Charis appreciated a show of power when she saw one, though the effect was somewhat diminished by the fact that he’d come to her because his warriors had been unable to force her to comply. And because he was afraid of her nonexistent armada.

“Chancellor Jhi.” She extended her hand.

“Queen Charis.” He took her hand and raised it to his lips. His mustache scraped across her skin, and she suppressed a shiver of revulsion.

“Please, join me in our mess hall. I’m afraid it isn’t as elegant a meeting place as I’d hoped to enjoy for our first conversation, but it will have to do.” Her words were barbed beneath their polite veneer.

“Elegant surroundings are reserved for our invited guests.” Jhi’s polite veneer wore as thin as her own.

That was fine. Charis was well versed in navigating tricky political waters with an opponent who thought they were the predator and she the prey. They never realized their mistake until it was too late.

Jhi sat on one side of a long wooden table, his guards standing at attention beside him. Charis sat opposite him, Holland and Ayve standing to her right and on her left, Orayn, Finn, and Reuben forming a protective semicircle around the group, with Reuben close to Holland in case he needed to leap across the table to meet an oncoming threat.

If you needed information from an opponent, you waited to see how they would steer the conversation and played a careful game of cat and mouse, hunting for the crumbs they unwittingly dropped.
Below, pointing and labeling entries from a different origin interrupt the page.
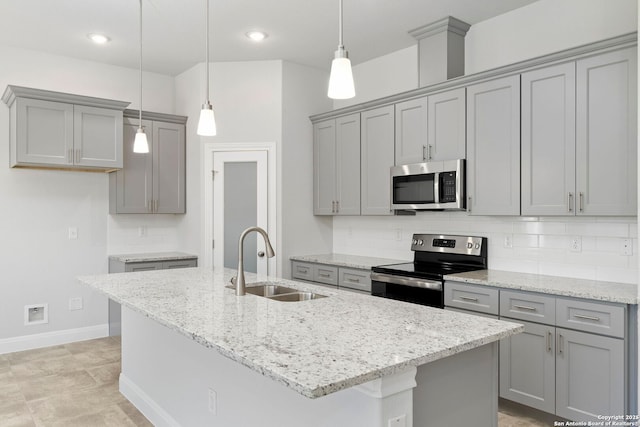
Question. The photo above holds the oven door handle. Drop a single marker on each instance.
(407, 281)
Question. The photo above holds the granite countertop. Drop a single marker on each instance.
(315, 347)
(152, 256)
(351, 261)
(624, 293)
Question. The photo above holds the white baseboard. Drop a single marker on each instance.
(48, 339)
(147, 406)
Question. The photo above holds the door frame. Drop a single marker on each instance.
(208, 150)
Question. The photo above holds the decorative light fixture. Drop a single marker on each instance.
(98, 38)
(256, 36)
(140, 143)
(207, 122)
(341, 78)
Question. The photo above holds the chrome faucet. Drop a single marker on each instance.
(238, 281)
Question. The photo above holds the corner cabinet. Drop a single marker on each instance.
(336, 166)
(493, 147)
(64, 131)
(377, 154)
(153, 182)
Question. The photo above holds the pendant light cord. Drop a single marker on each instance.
(207, 53)
(140, 116)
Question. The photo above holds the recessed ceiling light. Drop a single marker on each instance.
(256, 36)
(98, 38)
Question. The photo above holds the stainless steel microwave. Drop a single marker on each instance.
(431, 185)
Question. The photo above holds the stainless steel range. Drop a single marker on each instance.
(421, 281)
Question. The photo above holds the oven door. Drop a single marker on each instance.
(408, 289)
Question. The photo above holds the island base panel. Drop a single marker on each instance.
(170, 378)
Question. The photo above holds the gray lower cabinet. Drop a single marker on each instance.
(376, 159)
(351, 279)
(59, 130)
(336, 166)
(143, 262)
(576, 373)
(493, 147)
(153, 182)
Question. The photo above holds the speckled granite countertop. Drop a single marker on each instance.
(565, 286)
(315, 347)
(351, 261)
(152, 256)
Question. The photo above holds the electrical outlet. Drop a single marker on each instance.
(213, 404)
(75, 303)
(400, 421)
(575, 244)
(73, 233)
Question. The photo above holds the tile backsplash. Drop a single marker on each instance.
(582, 247)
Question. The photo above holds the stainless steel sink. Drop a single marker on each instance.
(297, 296)
(279, 293)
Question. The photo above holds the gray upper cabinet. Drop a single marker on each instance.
(493, 147)
(153, 182)
(606, 134)
(336, 157)
(59, 130)
(446, 125)
(411, 131)
(549, 141)
(377, 154)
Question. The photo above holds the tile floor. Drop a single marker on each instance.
(76, 385)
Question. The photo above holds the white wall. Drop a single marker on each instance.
(39, 263)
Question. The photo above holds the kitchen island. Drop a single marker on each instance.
(193, 353)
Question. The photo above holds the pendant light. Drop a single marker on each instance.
(341, 78)
(140, 143)
(207, 122)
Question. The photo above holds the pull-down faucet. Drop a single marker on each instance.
(239, 279)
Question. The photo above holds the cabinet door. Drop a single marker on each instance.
(411, 131)
(527, 367)
(446, 137)
(324, 167)
(130, 188)
(376, 160)
(44, 132)
(548, 141)
(590, 375)
(493, 147)
(607, 134)
(168, 154)
(97, 137)
(348, 164)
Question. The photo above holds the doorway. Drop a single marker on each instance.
(239, 193)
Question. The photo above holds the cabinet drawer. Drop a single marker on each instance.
(302, 270)
(325, 274)
(599, 318)
(471, 297)
(183, 263)
(354, 279)
(529, 307)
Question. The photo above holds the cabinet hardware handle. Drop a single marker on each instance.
(582, 316)
(581, 201)
(525, 307)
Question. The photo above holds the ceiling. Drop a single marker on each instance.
(301, 31)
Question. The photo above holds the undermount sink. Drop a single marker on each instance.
(280, 293)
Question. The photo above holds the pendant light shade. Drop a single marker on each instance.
(207, 122)
(140, 143)
(341, 78)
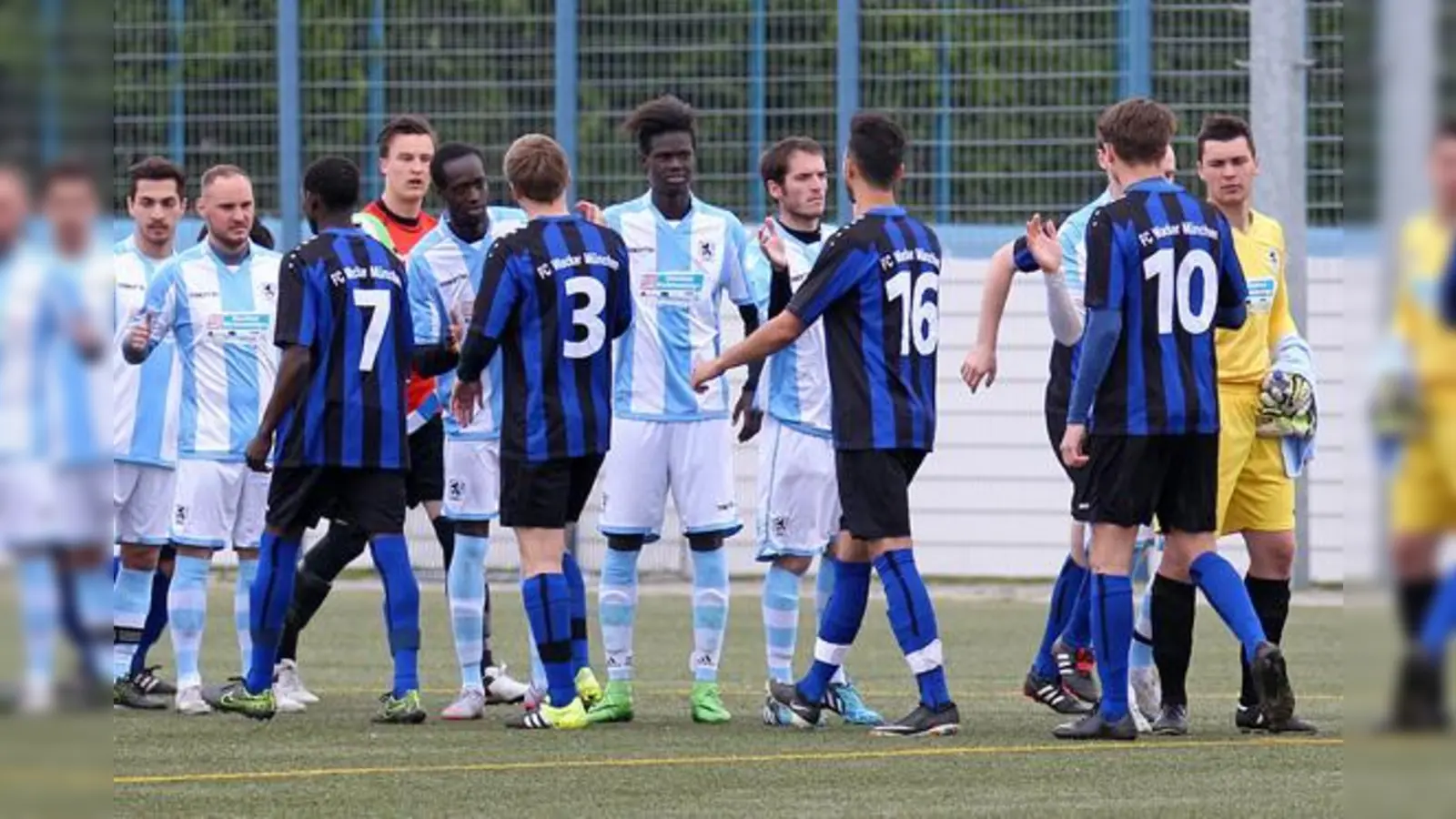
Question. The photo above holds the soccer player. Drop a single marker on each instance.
(798, 497)
(446, 266)
(877, 286)
(1256, 490)
(1417, 417)
(397, 219)
(217, 300)
(76, 392)
(1060, 675)
(1161, 271)
(552, 299)
(684, 256)
(339, 414)
(145, 448)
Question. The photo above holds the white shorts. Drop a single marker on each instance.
(142, 501)
(647, 458)
(84, 513)
(218, 504)
(472, 480)
(798, 493)
(26, 504)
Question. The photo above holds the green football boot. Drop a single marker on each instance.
(708, 704)
(400, 710)
(615, 705)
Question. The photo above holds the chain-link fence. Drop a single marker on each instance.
(999, 102)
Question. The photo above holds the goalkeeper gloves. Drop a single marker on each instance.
(1286, 405)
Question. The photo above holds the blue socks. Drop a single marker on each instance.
(268, 605)
(1441, 618)
(781, 622)
(1065, 593)
(616, 608)
(157, 620)
(1113, 639)
(548, 610)
(837, 629)
(710, 612)
(187, 608)
(577, 586)
(242, 611)
(1142, 653)
(912, 618)
(1228, 595)
(465, 588)
(400, 608)
(131, 595)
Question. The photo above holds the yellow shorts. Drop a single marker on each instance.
(1254, 491)
(1423, 493)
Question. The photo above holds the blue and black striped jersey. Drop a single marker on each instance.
(553, 296)
(1165, 261)
(877, 286)
(342, 295)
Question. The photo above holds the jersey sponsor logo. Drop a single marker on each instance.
(238, 329)
(1261, 293)
(672, 288)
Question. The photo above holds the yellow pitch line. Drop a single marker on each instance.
(733, 760)
(1006, 694)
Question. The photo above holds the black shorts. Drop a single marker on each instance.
(874, 490)
(427, 464)
(1057, 428)
(370, 499)
(1133, 479)
(546, 494)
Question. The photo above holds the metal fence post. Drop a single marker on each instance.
(846, 89)
(565, 82)
(290, 146)
(375, 120)
(757, 101)
(943, 116)
(1136, 48)
(177, 126)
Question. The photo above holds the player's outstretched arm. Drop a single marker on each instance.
(980, 363)
(764, 341)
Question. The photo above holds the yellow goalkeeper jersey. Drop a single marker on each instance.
(1244, 354)
(1426, 245)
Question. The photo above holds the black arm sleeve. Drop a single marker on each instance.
(779, 290)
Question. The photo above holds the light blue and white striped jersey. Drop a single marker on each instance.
(80, 390)
(1074, 238)
(34, 310)
(444, 274)
(145, 414)
(679, 273)
(798, 375)
(223, 321)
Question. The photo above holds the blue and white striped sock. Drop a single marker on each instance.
(242, 610)
(131, 598)
(710, 612)
(187, 611)
(465, 584)
(616, 608)
(40, 620)
(781, 622)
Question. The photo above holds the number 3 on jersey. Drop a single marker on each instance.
(586, 317)
(378, 303)
(1178, 288)
(919, 314)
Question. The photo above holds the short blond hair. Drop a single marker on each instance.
(536, 167)
(220, 172)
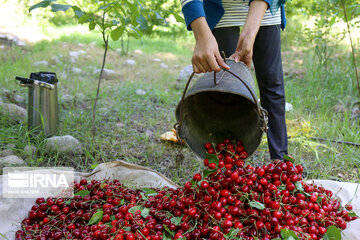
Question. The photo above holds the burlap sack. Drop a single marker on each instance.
(12, 211)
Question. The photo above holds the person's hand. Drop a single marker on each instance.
(244, 50)
(206, 56)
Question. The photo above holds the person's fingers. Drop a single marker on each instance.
(195, 69)
(204, 63)
(220, 62)
(198, 67)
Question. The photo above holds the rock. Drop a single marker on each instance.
(67, 99)
(10, 146)
(138, 51)
(40, 63)
(76, 70)
(16, 114)
(186, 72)
(107, 73)
(288, 107)
(11, 160)
(63, 145)
(149, 133)
(130, 62)
(30, 150)
(140, 92)
(339, 108)
(6, 152)
(163, 65)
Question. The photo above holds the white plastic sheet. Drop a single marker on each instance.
(12, 211)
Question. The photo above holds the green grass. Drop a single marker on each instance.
(129, 125)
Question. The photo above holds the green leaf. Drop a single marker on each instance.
(60, 7)
(134, 209)
(176, 220)
(255, 204)
(108, 225)
(97, 217)
(143, 22)
(178, 18)
(2, 235)
(289, 158)
(84, 18)
(352, 214)
(42, 4)
(133, 8)
(167, 229)
(212, 158)
(145, 212)
(117, 33)
(93, 166)
(299, 186)
(207, 172)
(149, 191)
(332, 233)
(166, 237)
(128, 229)
(233, 232)
(288, 234)
(83, 193)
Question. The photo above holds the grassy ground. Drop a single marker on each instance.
(129, 125)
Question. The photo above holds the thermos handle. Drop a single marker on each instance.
(34, 81)
(262, 112)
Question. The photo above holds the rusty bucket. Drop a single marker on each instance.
(221, 105)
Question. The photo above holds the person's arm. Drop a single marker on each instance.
(206, 56)
(244, 49)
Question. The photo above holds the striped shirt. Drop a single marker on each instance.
(236, 12)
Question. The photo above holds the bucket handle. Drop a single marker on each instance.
(262, 112)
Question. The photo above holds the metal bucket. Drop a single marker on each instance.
(43, 108)
(221, 105)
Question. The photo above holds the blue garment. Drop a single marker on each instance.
(213, 11)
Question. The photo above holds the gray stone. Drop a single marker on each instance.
(130, 62)
(41, 63)
(288, 107)
(149, 133)
(339, 108)
(11, 160)
(163, 65)
(140, 92)
(16, 114)
(6, 152)
(10, 146)
(138, 51)
(63, 145)
(107, 73)
(30, 150)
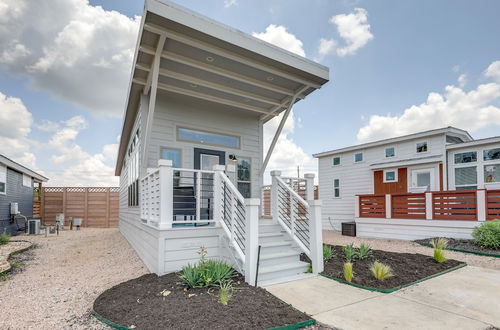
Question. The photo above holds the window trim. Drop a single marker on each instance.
(210, 132)
(396, 179)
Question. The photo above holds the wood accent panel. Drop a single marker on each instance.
(97, 206)
(400, 187)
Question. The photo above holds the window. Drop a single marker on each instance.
(390, 152)
(422, 147)
(491, 154)
(191, 135)
(26, 180)
(336, 188)
(390, 176)
(3, 179)
(244, 176)
(465, 157)
(492, 173)
(466, 177)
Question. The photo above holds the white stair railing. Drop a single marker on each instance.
(301, 219)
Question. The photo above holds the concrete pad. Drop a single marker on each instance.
(470, 291)
(393, 312)
(318, 294)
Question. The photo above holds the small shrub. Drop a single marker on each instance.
(439, 255)
(327, 252)
(348, 274)
(364, 251)
(225, 291)
(350, 252)
(381, 271)
(488, 234)
(4, 239)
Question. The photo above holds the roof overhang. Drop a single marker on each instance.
(203, 59)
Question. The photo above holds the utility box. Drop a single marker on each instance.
(349, 229)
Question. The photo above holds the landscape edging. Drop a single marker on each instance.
(294, 326)
(484, 254)
(397, 287)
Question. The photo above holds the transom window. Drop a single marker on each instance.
(209, 138)
(491, 154)
(422, 147)
(390, 152)
(465, 157)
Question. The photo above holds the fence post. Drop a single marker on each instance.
(251, 238)
(388, 206)
(428, 206)
(481, 205)
(166, 194)
(309, 186)
(274, 195)
(316, 235)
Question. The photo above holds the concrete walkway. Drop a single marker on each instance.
(468, 298)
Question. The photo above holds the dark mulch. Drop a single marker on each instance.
(139, 302)
(463, 244)
(407, 268)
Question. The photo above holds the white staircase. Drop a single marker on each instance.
(279, 256)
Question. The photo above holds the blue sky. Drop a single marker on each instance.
(416, 48)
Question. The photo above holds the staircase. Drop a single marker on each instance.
(279, 256)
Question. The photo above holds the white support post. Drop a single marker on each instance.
(428, 205)
(166, 194)
(218, 192)
(316, 235)
(274, 195)
(251, 238)
(388, 206)
(481, 205)
(309, 186)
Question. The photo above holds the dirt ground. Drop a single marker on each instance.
(57, 287)
(335, 238)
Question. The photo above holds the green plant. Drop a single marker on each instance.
(327, 252)
(364, 251)
(225, 291)
(4, 239)
(350, 252)
(348, 274)
(439, 255)
(381, 271)
(488, 234)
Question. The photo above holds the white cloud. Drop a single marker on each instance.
(77, 52)
(279, 36)
(325, 47)
(493, 71)
(229, 3)
(471, 111)
(354, 29)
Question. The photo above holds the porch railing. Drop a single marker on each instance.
(301, 219)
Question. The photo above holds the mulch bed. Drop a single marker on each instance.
(406, 267)
(463, 244)
(139, 304)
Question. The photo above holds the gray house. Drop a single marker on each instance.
(16, 186)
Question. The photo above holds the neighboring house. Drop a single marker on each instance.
(191, 157)
(16, 186)
(435, 160)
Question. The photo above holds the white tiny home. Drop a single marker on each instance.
(191, 157)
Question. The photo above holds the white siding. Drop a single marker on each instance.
(357, 178)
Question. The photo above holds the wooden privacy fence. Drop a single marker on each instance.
(97, 206)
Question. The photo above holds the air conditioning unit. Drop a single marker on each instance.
(34, 227)
(14, 208)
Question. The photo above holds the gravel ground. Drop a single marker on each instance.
(58, 286)
(332, 237)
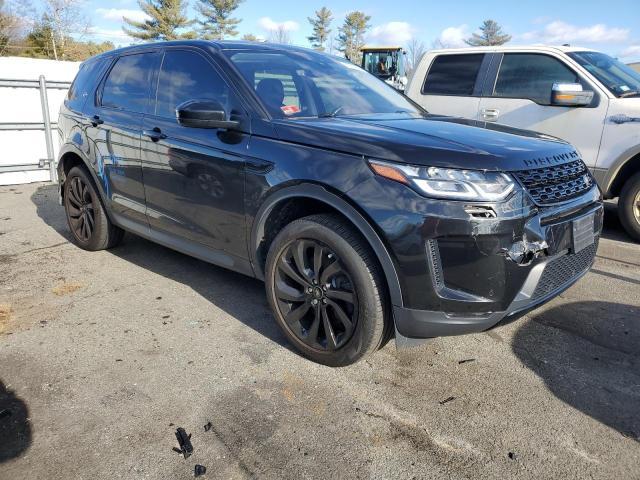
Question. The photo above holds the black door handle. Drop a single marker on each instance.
(155, 134)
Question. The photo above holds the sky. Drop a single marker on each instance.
(612, 28)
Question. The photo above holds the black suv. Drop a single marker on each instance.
(364, 215)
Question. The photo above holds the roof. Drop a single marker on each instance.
(384, 47)
(517, 48)
(217, 44)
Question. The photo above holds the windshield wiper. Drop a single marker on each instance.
(331, 114)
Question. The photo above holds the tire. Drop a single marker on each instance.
(88, 222)
(629, 207)
(319, 270)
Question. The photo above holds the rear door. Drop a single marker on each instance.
(194, 177)
(453, 84)
(115, 126)
(519, 95)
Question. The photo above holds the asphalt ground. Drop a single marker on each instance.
(103, 355)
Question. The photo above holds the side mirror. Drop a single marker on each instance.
(570, 95)
(204, 114)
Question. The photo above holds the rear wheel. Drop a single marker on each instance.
(326, 291)
(86, 217)
(629, 206)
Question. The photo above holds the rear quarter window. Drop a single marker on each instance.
(453, 74)
(84, 83)
(127, 84)
(531, 76)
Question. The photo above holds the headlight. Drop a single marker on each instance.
(450, 183)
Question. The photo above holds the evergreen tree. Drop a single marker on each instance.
(321, 30)
(168, 21)
(351, 38)
(490, 34)
(217, 23)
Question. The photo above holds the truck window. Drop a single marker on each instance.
(531, 76)
(187, 76)
(127, 85)
(453, 74)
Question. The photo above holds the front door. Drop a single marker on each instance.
(115, 124)
(521, 96)
(194, 177)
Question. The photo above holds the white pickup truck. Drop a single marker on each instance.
(585, 97)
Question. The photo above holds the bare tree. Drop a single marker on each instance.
(65, 18)
(280, 35)
(416, 50)
(13, 25)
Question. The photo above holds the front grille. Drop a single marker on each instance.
(563, 270)
(558, 183)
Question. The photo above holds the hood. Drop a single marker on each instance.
(430, 140)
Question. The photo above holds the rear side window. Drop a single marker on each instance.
(531, 76)
(127, 85)
(187, 76)
(84, 82)
(453, 75)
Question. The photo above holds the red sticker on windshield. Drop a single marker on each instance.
(290, 109)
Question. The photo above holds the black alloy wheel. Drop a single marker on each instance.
(316, 296)
(81, 209)
(89, 223)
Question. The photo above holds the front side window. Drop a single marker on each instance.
(127, 85)
(295, 84)
(531, 76)
(184, 76)
(618, 78)
(453, 75)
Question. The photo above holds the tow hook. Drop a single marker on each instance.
(524, 252)
(532, 245)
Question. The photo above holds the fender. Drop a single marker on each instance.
(72, 148)
(319, 193)
(606, 177)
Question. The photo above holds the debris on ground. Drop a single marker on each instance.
(66, 288)
(184, 440)
(466, 360)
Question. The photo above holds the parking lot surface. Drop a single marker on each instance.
(103, 355)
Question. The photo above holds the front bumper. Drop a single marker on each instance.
(545, 281)
(461, 271)
(553, 268)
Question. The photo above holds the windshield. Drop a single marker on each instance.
(294, 84)
(620, 79)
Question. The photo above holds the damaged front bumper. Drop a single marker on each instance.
(497, 269)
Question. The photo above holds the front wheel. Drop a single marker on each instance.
(326, 290)
(629, 206)
(86, 217)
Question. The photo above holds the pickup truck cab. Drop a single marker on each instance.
(583, 96)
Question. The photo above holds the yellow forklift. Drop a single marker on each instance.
(386, 63)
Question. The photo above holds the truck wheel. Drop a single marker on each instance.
(629, 206)
(87, 219)
(326, 290)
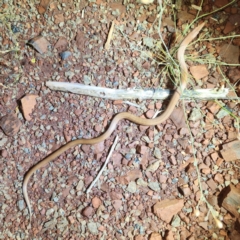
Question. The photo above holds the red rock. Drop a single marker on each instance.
(229, 27)
(166, 209)
(96, 202)
(212, 184)
(214, 156)
(169, 236)
(118, 102)
(117, 159)
(234, 19)
(158, 105)
(146, 65)
(42, 8)
(58, 18)
(10, 124)
(155, 236)
(199, 71)
(118, 6)
(231, 151)
(88, 212)
(219, 178)
(28, 103)
(80, 40)
(133, 175)
(220, 3)
(4, 153)
(150, 113)
(142, 149)
(97, 128)
(117, 204)
(178, 118)
(71, 219)
(40, 44)
(86, 148)
(99, 147)
(204, 225)
(66, 136)
(102, 228)
(186, 191)
(231, 199)
(61, 45)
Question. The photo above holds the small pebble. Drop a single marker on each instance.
(64, 55)
(4, 153)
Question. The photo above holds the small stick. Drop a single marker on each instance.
(104, 165)
(107, 44)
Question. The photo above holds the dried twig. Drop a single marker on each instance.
(129, 93)
(107, 44)
(104, 165)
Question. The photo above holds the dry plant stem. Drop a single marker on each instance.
(107, 44)
(206, 14)
(115, 94)
(104, 165)
(124, 115)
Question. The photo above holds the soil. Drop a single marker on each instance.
(151, 186)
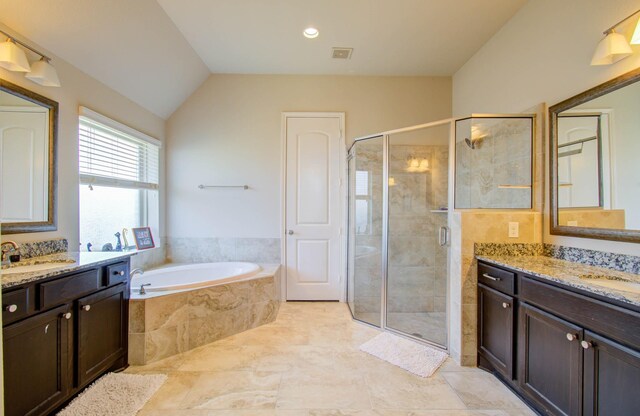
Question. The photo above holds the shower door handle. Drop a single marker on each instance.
(443, 235)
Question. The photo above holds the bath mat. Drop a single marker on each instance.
(115, 394)
(416, 358)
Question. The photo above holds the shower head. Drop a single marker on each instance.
(472, 143)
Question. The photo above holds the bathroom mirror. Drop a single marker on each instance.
(28, 136)
(595, 148)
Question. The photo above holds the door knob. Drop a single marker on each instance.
(586, 345)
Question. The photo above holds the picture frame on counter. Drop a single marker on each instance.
(143, 238)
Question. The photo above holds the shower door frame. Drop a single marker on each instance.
(385, 224)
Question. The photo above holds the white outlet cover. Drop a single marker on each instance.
(514, 230)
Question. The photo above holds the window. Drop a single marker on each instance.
(119, 176)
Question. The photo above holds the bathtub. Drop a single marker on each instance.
(190, 305)
(192, 276)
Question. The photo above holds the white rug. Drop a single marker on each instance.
(115, 394)
(412, 356)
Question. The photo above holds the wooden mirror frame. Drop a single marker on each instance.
(51, 223)
(584, 232)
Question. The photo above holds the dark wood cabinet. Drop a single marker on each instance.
(550, 363)
(36, 363)
(102, 332)
(496, 328)
(58, 342)
(576, 353)
(611, 377)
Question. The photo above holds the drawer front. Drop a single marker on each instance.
(593, 314)
(68, 288)
(496, 278)
(117, 273)
(15, 305)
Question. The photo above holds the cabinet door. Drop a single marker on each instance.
(495, 329)
(102, 332)
(611, 377)
(550, 361)
(36, 363)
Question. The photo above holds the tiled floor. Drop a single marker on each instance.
(307, 363)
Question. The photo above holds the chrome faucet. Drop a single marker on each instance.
(14, 247)
(142, 291)
(136, 271)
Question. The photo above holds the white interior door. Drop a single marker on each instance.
(314, 153)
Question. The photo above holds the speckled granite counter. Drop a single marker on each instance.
(68, 262)
(567, 273)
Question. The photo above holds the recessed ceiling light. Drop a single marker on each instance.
(311, 33)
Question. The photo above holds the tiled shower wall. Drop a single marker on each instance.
(502, 158)
(417, 264)
(200, 250)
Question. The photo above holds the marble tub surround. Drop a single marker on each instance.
(163, 324)
(205, 250)
(575, 275)
(68, 262)
(42, 248)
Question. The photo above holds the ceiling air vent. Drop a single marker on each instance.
(342, 53)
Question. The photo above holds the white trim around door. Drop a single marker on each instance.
(340, 182)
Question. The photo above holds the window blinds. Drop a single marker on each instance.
(111, 154)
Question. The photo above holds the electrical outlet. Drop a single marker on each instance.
(514, 229)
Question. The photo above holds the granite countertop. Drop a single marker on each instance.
(568, 272)
(66, 262)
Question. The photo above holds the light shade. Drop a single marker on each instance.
(635, 39)
(611, 49)
(43, 73)
(13, 58)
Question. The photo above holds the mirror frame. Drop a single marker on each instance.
(51, 223)
(583, 232)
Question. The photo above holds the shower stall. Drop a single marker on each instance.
(400, 196)
(397, 247)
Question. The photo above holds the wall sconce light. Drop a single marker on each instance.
(14, 59)
(614, 46)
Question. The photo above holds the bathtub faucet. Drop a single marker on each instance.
(136, 271)
(142, 291)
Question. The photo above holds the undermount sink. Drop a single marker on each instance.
(612, 282)
(28, 268)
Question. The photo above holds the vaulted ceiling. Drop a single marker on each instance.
(157, 52)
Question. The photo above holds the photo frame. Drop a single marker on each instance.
(143, 238)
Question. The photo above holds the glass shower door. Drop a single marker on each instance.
(416, 300)
(364, 257)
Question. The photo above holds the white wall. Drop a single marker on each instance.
(78, 89)
(542, 55)
(228, 132)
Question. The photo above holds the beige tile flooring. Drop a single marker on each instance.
(307, 363)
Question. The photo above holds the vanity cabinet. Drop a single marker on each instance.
(496, 328)
(68, 335)
(576, 353)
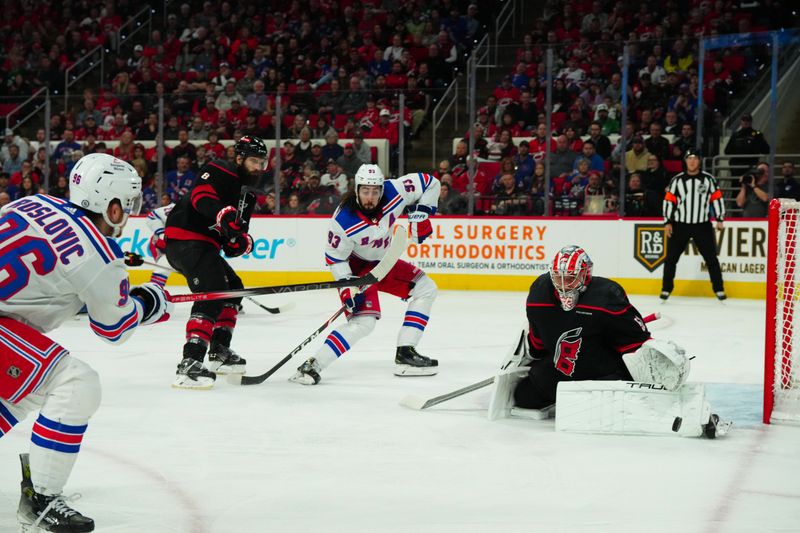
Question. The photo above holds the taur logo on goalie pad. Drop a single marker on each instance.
(650, 245)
But if you wanted to establish dominance and quickly maneuver an opponent into a corner, you went for the jugular and held your grip until they surrendered.

Charis needed Jhi to feel backed into a corner, and she needed it fast. Before the Rakuuna who hunted her closed in, making a safe transfer of the poison impossible.

“I trust you received the palloren with messages from both me and King Gareth of Solvang. Because you understand the severity of the situation Calera faces, I will do you the courtesy of coming right to the point.” She leaned forward, her words sharp as a blade.

“Every allied kingdom in the east and the north has made a commitment to drive the Rakuuna from Caleran lands except you and Rullenvor. Rullenvor has been overtaken by the Rakuuna, and we believe their High Emperor is dead, so I expected no help from that quarter. However, I certainly expected the kingdom closest to Te’ash to be concerned about the Rakuuna’s colonization efforts and to join forces with the rest of us to defeat them. But you didn’t, did you?”